25. The Heaviness is Gone

 

It was 12:10 a.m., Thursday, July 10, 2003. Daddy had passed away. We stayed with him until the funeral home came to get his body. We even stayed in the room while his body was being loaded onto the gurney by the funeral home attendant. I knelt beside Mother holding her hand. Darla stood at the end of her cot, humminng. It was a special moment.

It was about 2:00 a.m. when they came to get Daddy’s body. Because Mother was so weak, we really wanted to just keep her in the room until morning. The hospital was unwilling to let us do that so we had to leave. We took Mother back to the nursing home and I stayed with her the rest of the night. Let me tell you nursing homes are noisy places during the night. Again, that is another post for another day.

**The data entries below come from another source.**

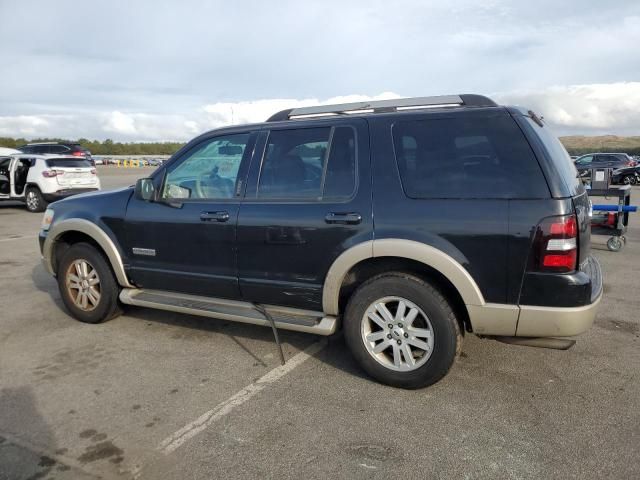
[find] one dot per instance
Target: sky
(149, 70)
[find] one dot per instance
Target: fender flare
(394, 247)
(96, 233)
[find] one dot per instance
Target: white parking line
(33, 237)
(174, 441)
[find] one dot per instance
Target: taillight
(556, 245)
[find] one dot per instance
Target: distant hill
(579, 144)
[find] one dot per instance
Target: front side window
(209, 172)
(309, 164)
(466, 157)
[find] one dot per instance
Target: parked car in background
(57, 148)
(39, 180)
(4, 151)
(585, 163)
(273, 224)
(626, 176)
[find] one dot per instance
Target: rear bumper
(546, 320)
(556, 321)
(60, 194)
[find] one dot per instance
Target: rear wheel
(34, 200)
(87, 285)
(402, 331)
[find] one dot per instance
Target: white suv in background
(39, 180)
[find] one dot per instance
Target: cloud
(612, 108)
(585, 109)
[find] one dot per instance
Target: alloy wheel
(83, 285)
(397, 333)
(32, 200)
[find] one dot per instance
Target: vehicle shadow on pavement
(46, 283)
(24, 436)
(241, 334)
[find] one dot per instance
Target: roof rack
(380, 106)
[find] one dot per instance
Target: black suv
(405, 222)
(57, 148)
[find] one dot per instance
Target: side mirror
(145, 190)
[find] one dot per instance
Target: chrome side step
(285, 318)
(538, 342)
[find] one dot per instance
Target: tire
(79, 262)
(34, 200)
(615, 244)
(433, 357)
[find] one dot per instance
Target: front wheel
(402, 331)
(34, 200)
(87, 285)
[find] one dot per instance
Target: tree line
(109, 147)
(106, 147)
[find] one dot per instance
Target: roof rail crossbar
(384, 106)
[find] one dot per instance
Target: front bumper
(60, 194)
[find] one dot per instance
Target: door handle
(344, 218)
(214, 216)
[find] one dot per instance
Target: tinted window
(466, 157)
(68, 162)
(311, 163)
(57, 149)
(340, 177)
(208, 172)
(559, 154)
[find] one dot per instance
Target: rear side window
(309, 164)
(68, 163)
(466, 157)
(561, 158)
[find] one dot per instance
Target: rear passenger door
(308, 199)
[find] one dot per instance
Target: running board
(285, 318)
(538, 342)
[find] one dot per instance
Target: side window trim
(243, 169)
(325, 164)
(255, 191)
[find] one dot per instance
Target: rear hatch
(75, 172)
(568, 174)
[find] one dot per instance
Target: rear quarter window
(559, 155)
(466, 157)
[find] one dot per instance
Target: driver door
(185, 240)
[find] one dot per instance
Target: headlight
(47, 219)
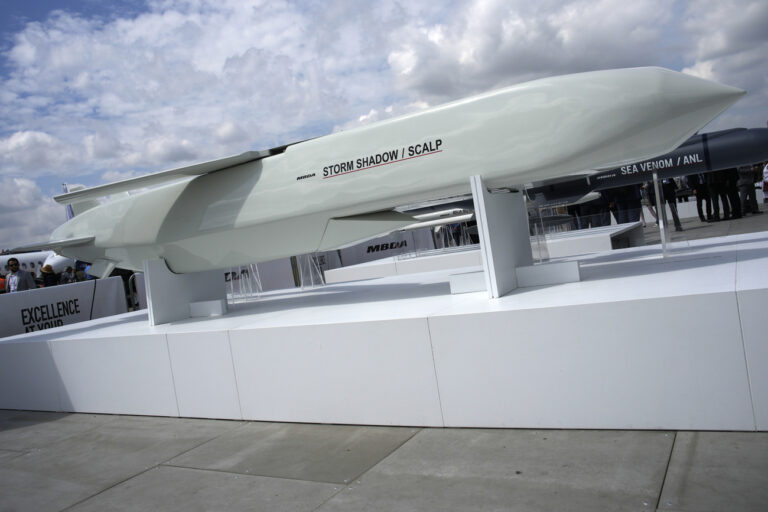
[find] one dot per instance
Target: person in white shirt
(18, 280)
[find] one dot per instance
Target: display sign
(399, 242)
(43, 308)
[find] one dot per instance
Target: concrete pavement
(87, 462)
(84, 462)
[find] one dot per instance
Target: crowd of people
(720, 196)
(19, 280)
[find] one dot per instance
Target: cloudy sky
(99, 90)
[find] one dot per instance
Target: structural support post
(505, 244)
(173, 297)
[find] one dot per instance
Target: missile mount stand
(505, 247)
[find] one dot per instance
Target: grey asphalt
(88, 462)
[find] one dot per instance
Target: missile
(342, 188)
(701, 153)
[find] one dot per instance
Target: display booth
(45, 308)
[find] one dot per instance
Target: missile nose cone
(700, 91)
(688, 103)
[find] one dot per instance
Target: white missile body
(341, 188)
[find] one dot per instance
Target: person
(765, 183)
(48, 276)
(746, 184)
(716, 187)
(698, 184)
(668, 190)
(18, 280)
(732, 190)
(68, 276)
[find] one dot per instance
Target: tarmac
(88, 462)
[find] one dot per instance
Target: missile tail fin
(55, 245)
(344, 231)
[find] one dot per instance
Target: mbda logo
(387, 246)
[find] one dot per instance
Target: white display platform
(642, 342)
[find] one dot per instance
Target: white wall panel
(203, 375)
(674, 363)
(28, 377)
(119, 375)
(364, 373)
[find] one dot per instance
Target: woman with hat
(49, 276)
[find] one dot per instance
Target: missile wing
(344, 187)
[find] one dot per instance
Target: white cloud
(27, 214)
(36, 152)
(491, 43)
(729, 45)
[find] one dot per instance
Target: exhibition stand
(54, 306)
(641, 342)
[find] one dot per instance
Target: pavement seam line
(107, 488)
(434, 369)
(156, 466)
(666, 470)
(173, 377)
(234, 373)
(255, 475)
(743, 341)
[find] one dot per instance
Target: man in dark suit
(698, 184)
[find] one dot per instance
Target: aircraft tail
(74, 209)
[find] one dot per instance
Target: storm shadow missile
(701, 153)
(335, 190)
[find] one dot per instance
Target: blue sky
(96, 91)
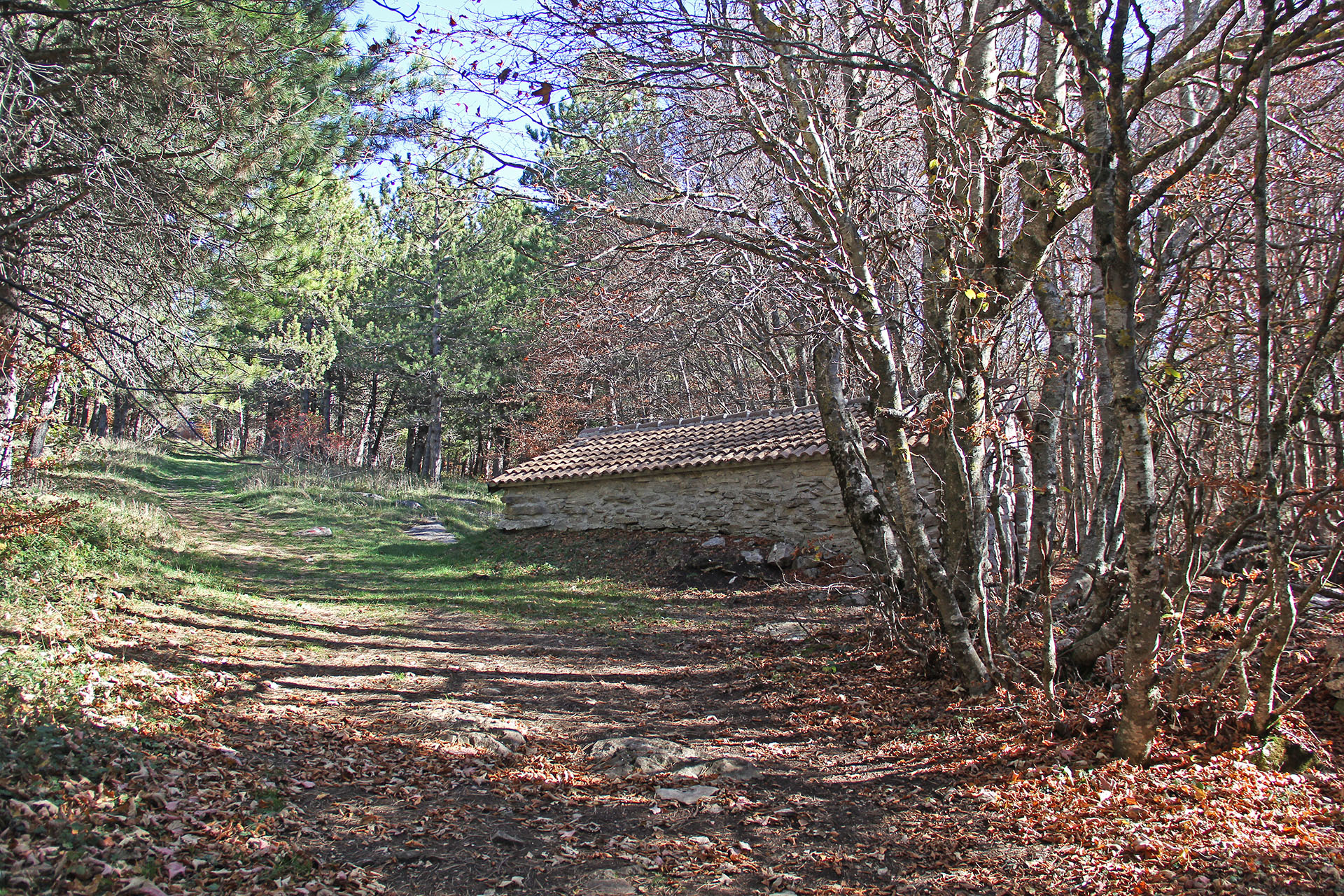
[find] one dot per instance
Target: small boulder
(783, 630)
(687, 797)
(724, 767)
(608, 887)
(622, 757)
(499, 736)
(1284, 752)
(806, 562)
(432, 531)
(855, 599)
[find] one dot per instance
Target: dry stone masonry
(794, 501)
(765, 475)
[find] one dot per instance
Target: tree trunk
(432, 466)
(38, 444)
(368, 430)
(371, 460)
(862, 503)
(8, 406)
(121, 405)
(1044, 422)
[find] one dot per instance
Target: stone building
(761, 473)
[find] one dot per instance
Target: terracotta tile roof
(756, 437)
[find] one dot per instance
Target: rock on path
(432, 531)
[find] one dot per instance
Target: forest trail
(242, 710)
(321, 638)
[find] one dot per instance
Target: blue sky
(435, 14)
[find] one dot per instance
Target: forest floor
(255, 711)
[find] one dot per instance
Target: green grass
(237, 543)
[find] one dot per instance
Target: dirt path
(382, 684)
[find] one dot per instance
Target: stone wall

That next morning after helping Mother eat breakfast, I began contacting family members and doing all the many things that needed to be done to finish preparing for Daddy’s funeral. My list seemed to be huge, even though we had already spent a lot of time on preparations.

As I was walking down the hall of the nursing home, one of the nurses stopped me and offered his condolences. The then he said something I will never forget. He said, “The hardest part is over. You have already come through the most difficult part of this process.” I smiled sweetly, nodded and agreed. However, on the inside I was thinking, “You have no idea what you are talking about. Have you seen my ‘to do’ list? It doesn’t seem less difficult to me!”

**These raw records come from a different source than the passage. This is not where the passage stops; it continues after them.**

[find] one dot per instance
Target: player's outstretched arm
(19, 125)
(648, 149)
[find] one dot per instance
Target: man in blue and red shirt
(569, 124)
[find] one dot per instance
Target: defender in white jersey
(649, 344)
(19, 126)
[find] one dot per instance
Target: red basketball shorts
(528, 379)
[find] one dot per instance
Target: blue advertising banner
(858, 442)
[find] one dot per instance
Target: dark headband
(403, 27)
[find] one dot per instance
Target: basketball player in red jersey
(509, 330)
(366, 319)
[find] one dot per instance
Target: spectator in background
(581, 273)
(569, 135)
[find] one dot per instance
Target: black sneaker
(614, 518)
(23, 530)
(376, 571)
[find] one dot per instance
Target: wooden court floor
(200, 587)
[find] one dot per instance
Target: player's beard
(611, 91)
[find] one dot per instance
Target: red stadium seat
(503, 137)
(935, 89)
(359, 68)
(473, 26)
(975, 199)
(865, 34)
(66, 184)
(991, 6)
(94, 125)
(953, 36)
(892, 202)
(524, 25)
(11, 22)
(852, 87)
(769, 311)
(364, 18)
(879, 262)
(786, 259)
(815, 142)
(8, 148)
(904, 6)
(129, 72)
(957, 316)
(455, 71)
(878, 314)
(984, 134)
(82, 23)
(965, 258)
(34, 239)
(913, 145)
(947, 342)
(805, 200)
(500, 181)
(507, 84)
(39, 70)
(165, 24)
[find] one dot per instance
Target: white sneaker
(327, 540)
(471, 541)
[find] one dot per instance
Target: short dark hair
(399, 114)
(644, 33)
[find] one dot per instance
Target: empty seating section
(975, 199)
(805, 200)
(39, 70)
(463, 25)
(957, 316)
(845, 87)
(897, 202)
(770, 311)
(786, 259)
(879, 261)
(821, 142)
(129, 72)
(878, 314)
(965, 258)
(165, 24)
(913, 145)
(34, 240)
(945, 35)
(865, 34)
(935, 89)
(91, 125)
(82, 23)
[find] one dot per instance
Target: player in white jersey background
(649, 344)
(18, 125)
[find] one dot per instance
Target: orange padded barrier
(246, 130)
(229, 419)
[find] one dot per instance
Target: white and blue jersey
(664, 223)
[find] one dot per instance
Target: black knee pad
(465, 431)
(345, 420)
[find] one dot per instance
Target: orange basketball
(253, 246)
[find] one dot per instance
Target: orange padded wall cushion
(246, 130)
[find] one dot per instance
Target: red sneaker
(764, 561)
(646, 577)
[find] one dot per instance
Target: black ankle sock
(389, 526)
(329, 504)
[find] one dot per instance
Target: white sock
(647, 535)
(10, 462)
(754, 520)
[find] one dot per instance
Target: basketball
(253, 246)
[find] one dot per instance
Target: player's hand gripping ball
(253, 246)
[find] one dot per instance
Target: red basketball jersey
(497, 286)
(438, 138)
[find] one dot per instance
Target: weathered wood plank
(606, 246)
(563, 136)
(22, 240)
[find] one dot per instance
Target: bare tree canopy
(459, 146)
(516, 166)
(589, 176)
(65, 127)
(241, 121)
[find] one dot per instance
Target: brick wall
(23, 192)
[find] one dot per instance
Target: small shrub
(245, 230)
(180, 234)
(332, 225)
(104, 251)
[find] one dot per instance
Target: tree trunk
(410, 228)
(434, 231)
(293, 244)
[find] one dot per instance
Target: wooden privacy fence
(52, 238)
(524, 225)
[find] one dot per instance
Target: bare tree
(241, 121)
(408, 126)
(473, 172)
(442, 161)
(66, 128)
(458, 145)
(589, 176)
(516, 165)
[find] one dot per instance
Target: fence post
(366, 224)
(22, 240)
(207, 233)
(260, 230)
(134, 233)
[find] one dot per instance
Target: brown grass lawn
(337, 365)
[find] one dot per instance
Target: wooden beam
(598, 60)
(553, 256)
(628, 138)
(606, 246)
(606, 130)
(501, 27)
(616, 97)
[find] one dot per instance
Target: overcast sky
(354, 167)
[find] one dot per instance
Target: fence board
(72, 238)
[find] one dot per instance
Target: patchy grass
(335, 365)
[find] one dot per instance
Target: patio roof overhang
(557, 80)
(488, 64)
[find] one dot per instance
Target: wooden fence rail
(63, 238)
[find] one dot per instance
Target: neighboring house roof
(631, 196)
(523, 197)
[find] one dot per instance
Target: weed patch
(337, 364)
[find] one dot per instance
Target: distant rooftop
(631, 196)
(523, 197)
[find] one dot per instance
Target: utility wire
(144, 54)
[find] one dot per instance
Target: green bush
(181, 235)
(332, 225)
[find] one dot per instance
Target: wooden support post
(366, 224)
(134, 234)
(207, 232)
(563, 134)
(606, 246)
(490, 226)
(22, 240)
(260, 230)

However, later in the day, as I drove to Mother and Daddy’s house to get some things, I realized he was right. The nurse was right. Because Daddy’s ‘hardest part’ was over, mine was as well. The heaviness was gone. I was exhausted, running on pure adrinaline, but without the burden of Daddy’s anguish and impending death, my emotions were more calm than before, enabling me to look at the things before me as necessary tasks, not giant weights. It is difficult to put into words, the things I felt and didn’t feel that day. Things were just different that before his death. The nurse’s words now made sense to me.